It was the eyes which froze all three spectators into a paralyzed horror. They were the color of Cub Sterling’s, except that they centered upon his own eyes with a blistering, venomous, consuming hate, and that hate was confirmed in the crooked, violent twist of the almost rigid lips.

The lips opened, the man gave his left shoulder the hysterical twist and drained the glass, but even with his head thrown back, his eyes bored into and scorched the brain of Cub Sterling, and held Matthew Higgins inert with horror.

It was Sally’s, “Peaches!

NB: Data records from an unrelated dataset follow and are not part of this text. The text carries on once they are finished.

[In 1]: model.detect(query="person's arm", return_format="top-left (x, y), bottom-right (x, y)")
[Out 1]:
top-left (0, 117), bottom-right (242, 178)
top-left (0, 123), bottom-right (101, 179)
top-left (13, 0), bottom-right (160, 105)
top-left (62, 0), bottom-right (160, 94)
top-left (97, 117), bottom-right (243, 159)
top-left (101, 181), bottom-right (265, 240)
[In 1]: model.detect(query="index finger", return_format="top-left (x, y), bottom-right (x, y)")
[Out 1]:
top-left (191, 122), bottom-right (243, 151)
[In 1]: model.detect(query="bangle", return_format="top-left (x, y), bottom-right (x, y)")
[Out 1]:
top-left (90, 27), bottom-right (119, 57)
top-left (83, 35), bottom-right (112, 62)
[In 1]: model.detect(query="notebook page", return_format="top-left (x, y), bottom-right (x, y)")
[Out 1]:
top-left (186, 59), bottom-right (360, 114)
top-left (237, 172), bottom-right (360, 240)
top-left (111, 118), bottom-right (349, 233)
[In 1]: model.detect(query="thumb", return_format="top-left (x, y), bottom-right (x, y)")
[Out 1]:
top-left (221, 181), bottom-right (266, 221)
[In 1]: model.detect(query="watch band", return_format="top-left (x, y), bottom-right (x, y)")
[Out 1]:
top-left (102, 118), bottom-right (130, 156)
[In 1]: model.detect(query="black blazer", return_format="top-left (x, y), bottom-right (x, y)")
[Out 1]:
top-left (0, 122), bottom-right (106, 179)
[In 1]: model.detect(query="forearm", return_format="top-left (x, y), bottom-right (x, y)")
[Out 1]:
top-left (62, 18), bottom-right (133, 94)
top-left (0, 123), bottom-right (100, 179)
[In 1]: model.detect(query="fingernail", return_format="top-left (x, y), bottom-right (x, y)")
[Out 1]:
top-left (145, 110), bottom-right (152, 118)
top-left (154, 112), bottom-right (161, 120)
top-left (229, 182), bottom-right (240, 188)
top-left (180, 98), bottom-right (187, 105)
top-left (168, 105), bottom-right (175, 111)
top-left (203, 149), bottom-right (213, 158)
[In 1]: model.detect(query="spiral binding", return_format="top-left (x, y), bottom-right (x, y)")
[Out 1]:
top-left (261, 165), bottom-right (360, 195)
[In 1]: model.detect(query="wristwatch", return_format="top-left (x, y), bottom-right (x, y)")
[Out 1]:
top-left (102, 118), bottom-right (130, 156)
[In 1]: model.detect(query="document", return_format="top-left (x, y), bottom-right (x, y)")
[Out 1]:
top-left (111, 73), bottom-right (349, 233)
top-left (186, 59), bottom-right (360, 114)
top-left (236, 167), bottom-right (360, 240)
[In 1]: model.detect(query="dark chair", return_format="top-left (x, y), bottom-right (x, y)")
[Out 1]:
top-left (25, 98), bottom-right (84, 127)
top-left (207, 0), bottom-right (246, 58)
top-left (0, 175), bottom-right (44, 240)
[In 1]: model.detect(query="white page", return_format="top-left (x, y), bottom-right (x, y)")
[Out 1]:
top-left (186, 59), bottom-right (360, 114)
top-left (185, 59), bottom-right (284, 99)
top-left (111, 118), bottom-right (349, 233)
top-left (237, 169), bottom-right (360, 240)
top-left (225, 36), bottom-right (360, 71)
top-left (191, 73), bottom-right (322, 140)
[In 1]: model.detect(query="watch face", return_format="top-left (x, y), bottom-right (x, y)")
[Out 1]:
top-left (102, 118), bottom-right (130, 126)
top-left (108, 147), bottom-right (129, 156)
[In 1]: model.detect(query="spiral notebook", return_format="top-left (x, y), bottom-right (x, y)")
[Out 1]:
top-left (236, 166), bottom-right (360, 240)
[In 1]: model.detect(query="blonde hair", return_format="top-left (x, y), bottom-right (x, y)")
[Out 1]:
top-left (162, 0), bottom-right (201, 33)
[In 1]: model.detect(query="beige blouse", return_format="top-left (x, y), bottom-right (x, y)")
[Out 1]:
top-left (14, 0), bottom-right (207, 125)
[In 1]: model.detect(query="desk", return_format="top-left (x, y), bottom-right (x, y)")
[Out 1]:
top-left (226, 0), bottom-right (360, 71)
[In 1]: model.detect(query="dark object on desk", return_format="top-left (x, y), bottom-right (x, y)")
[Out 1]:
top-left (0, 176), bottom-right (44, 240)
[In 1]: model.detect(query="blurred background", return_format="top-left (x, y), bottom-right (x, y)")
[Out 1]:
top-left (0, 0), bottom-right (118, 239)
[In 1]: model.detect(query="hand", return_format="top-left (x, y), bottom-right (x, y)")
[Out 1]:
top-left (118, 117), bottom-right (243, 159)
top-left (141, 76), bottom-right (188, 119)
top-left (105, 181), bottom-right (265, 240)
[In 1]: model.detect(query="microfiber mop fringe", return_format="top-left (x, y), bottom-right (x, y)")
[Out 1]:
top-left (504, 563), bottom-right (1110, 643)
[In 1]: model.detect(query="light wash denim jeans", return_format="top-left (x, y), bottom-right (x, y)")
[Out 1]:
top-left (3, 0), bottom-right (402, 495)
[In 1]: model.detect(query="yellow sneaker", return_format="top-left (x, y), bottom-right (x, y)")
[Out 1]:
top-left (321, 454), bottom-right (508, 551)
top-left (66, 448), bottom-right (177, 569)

I smell peaches!” that brushed past their fear.

“Cyanide!”

As Cub barked the word, the tall man stiffened gauntly, his eyes still intent upon Sterling’s; then his body, like a palm tree in a hurricane, cracked suddenly forward.

The medicine cabinet was within ten feet of the steps upon which Higgins, Cub and Sally stood, and the man fell so that his head just brushed the railing. His hands automatically spread through the railing and caught Sterling’s knee.

The fall threw his hair forward and Matthew Higgins snapped:

“Who is he?”

Cub’s eyes began disentangling themselves from the glassy vileness of the dead man’s stare. Matthew Higgins reached down and savagely yanked at the stiffening hands around Cub’s knees.

Sterling, his own hands gripping the railing for support, endeavored vainly to make his reeling mind bring his tortured eyes into focus.